IEEE/ACM Trans Comput Biol Bioinform. 2023 May-Jun;20(3):2210-2222. doi: 10.1109/TCBB.2023.3240196. Epub 2023 Jun 5.
Range-join is an operation for finding overlaps in interval-form genomic data. Range-join is widely used in various genome analysis processes such as annotation, filtering and comparison of variants in whole-genome and exome analysis pipelines. The quadratic complexity of current algorithms with sheer data volume has surged the design challenges. Existing tools have limitations on algorithm efficiency, parallelism, scalability and memory consumption. This paper proposes BIndex, a novel bin-based indexing algorithm and its distributed implementation to attain high throughput range-join processing. BIndex features near-constant search complexity while the inherently parallel data structure facilitates exploitation of parallel computing architectures. Balanced partitioning of dataset further enables scalability on distributed frameworks.

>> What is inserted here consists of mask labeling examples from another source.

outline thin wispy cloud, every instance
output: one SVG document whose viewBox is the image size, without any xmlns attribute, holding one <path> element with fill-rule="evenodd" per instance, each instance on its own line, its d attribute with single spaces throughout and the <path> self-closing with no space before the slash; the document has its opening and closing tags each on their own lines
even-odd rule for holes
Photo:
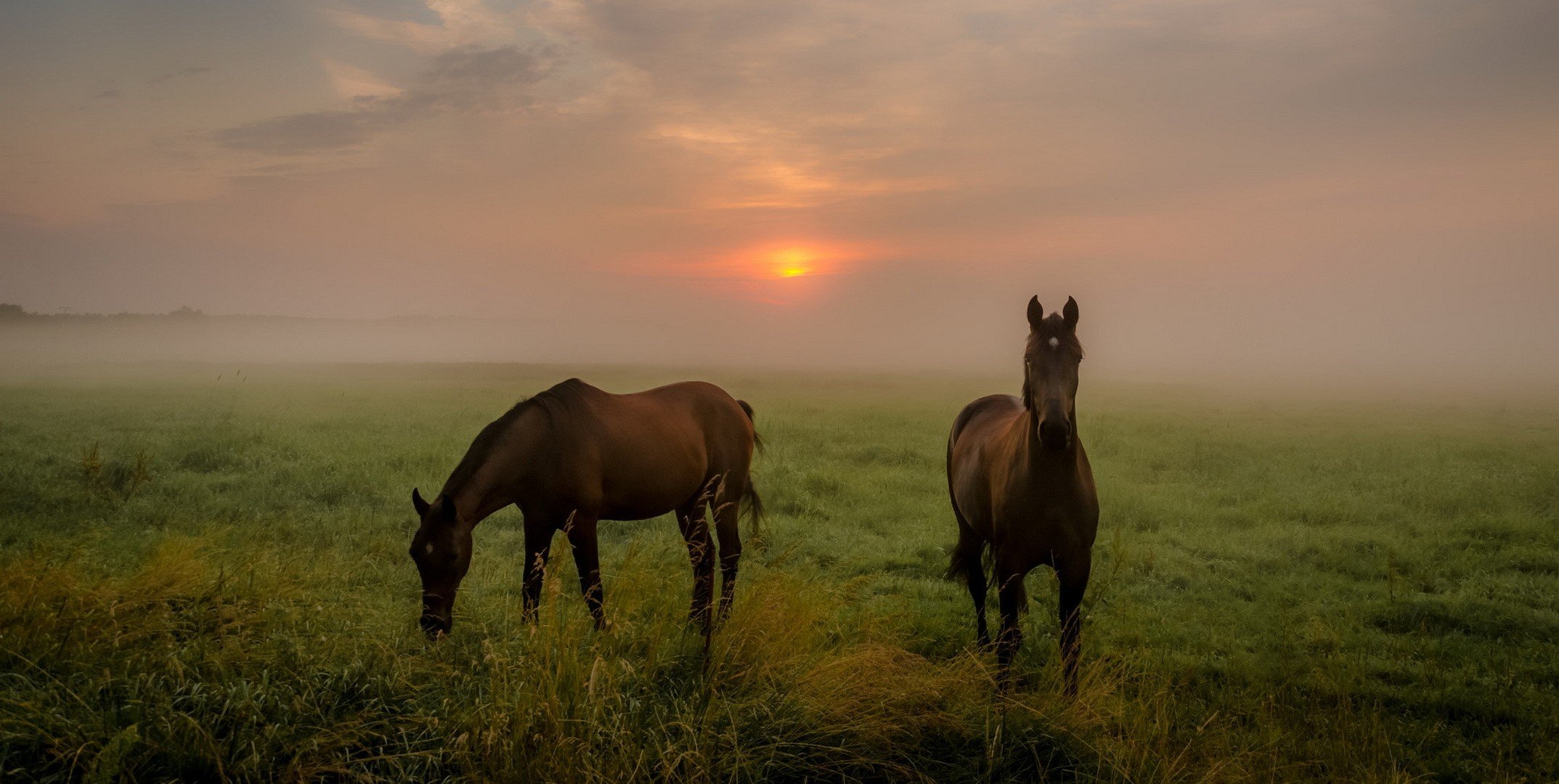
<svg viewBox="0 0 1559 784">
<path fill-rule="evenodd" d="M 48 90 L 6 95 L 27 122 L 0 129 L 5 245 L 31 268 L 103 259 L 104 301 L 175 296 L 143 279 L 207 310 L 653 320 L 730 301 L 734 335 L 759 305 L 798 324 L 839 307 L 854 315 L 829 334 L 867 335 L 1073 287 L 1138 326 L 1121 335 L 1141 355 L 1179 312 L 1213 354 L 1261 355 L 1239 335 L 1297 351 L 1299 291 L 1331 291 L 1300 276 L 1336 287 L 1314 307 L 1338 351 L 1472 341 L 1431 320 L 1469 298 L 1500 304 L 1503 327 L 1478 329 L 1559 329 L 1529 307 L 1559 296 L 1548 2 L 198 8 L 268 37 L 117 65 L 157 89 L 98 125 Z M 94 95 L 106 72 L 53 92 Z M 16 229 L 33 223 L 50 228 Z M 801 296 L 784 254 L 828 282 Z M 1361 276 L 1402 287 L 1366 307 Z M 0 282 L 47 299 L 61 281 Z"/>
</svg>

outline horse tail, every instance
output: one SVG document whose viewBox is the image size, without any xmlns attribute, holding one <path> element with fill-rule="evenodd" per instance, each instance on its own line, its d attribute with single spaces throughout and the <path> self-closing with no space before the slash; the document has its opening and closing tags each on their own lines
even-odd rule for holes
<svg viewBox="0 0 1559 784">
<path fill-rule="evenodd" d="M 747 401 L 736 401 L 736 405 L 742 407 L 742 413 L 747 415 L 747 421 L 753 422 L 753 449 L 764 450 L 764 436 L 758 435 L 758 419 L 753 418 L 753 407 Z M 759 521 L 764 517 L 764 499 L 758 496 L 758 488 L 753 486 L 753 475 L 747 475 L 747 489 L 742 491 L 742 507 L 747 508 L 747 535 L 758 538 Z"/>
</svg>

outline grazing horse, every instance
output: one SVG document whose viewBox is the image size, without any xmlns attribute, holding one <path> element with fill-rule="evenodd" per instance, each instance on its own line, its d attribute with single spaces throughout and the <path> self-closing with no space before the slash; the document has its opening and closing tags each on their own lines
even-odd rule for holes
<svg viewBox="0 0 1559 784">
<path fill-rule="evenodd" d="M 1018 613 L 1027 608 L 1023 578 L 1035 566 L 1060 580 L 1062 669 L 1066 694 L 1077 694 L 1077 605 L 1088 588 L 1099 499 L 1088 455 L 1077 438 L 1077 302 L 1045 315 L 1029 299 L 1029 343 L 1023 352 L 1023 397 L 990 394 L 959 413 L 948 438 L 948 491 L 959 522 L 948 577 L 968 583 L 979 644 L 985 628 L 985 566 L 990 544 L 1001 634 L 996 662 L 1006 681 L 1023 644 Z"/>
<path fill-rule="evenodd" d="M 716 552 L 705 507 L 714 510 L 720 541 L 723 619 L 742 556 L 737 503 L 745 502 L 753 530 L 762 514 L 747 475 L 758 443 L 753 408 L 705 382 L 611 394 L 569 379 L 521 401 L 482 429 L 438 497 L 427 502 L 412 489 L 422 521 L 412 538 L 422 631 L 435 639 L 449 631 L 455 591 L 471 566 L 471 530 L 513 503 L 525 516 L 527 619 L 536 616 L 555 531 L 567 535 L 585 603 L 603 628 L 596 522 L 675 511 L 694 569 L 689 619 L 708 634 Z"/>
</svg>

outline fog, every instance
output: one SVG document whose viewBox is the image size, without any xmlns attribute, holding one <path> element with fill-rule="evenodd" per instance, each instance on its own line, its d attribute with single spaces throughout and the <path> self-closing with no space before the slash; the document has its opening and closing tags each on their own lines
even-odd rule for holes
<svg viewBox="0 0 1559 784">
<path fill-rule="evenodd" d="M 0 6 L 0 360 L 1559 379 L 1559 6 Z M 164 313 L 204 318 L 53 318 Z M 243 313 L 288 316 L 259 318 Z"/>
</svg>

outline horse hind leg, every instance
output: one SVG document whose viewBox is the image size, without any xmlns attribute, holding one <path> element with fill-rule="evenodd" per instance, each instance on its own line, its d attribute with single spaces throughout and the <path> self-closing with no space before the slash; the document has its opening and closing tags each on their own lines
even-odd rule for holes
<svg viewBox="0 0 1559 784">
<path fill-rule="evenodd" d="M 688 544 L 688 560 L 692 563 L 692 608 L 688 620 L 708 630 L 714 595 L 714 541 L 709 538 L 709 522 L 705 517 L 708 496 L 700 494 L 677 510 L 677 527 Z"/>
<path fill-rule="evenodd" d="M 717 622 L 731 617 L 731 600 L 736 595 L 736 567 L 742 561 L 741 500 L 747 493 L 747 480 L 726 482 L 714 507 L 714 531 L 720 541 L 720 613 Z"/>
</svg>

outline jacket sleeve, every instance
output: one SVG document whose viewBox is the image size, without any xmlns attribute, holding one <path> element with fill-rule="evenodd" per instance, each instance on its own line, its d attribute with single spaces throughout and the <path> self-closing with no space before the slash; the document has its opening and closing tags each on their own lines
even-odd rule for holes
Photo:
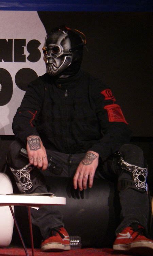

The implementation on Message Passing Interface shows upto 933.5x speedup in comparison to state-of-the-art tools. Parallel nature of BIndex further enables GPU-based acceleration with 3.72x speedup than CPU implementations. The add-in modules for Apache Spark provides upto 4.65x speedup than the previously best available tool. BIndex supports wide variety of input and output formats prevalent in bioinformatics community and the algorithm is easily extendable to streaming data in recent Big Data solutions. Furthermore, the index data structure is memory-efficient and consumes upto two orders-of-magnitude lesser RAM, while having no adverse effect on speedup.
范围连接是一种用于在区间形式的基因组数据中查找重叠的操作。范围连接在各种基因组分析过程中广泛使用,例如在全基因组和外显子组分析管道中的注释、变体过滤和比较。随着数据量的增加,当前算法的二次复杂度给设计带来了挑战。现有的工具在算法效率、并行性、可扩展性和内存消耗方面存在局限性。本文提出了 BIndex,这是一种新颖的基于桶的索引算法及其分布式实现,以实现高通量范围连接处理。BIndex 的特点是搜索复杂度接近常数,而固有的并行数据结构有利于利用并行计算架构。数据集的平衡分区进一步实现了分布式框架的可扩展性。在消息传递接口上的实现与最先进的工具相比,速度提高了 933.5 倍。BIndex 的并行性还使 GPU 加速提高了 3.72 倍,而 CPU 实现的速度提高了 3.72 倍。在 Apache Spark 中的附加模块比以前最好的可用工具提供了高达 4.65 倍的速度提升。BIndex 支持生物信息学社区中流行的各种输入和输出格式,并且算法易于扩展到最近的大数据解决方案中的流数据。此外,索引数据结构具有内存效率,消耗的 RAM 少两个数量级,而对加速没有不利影响。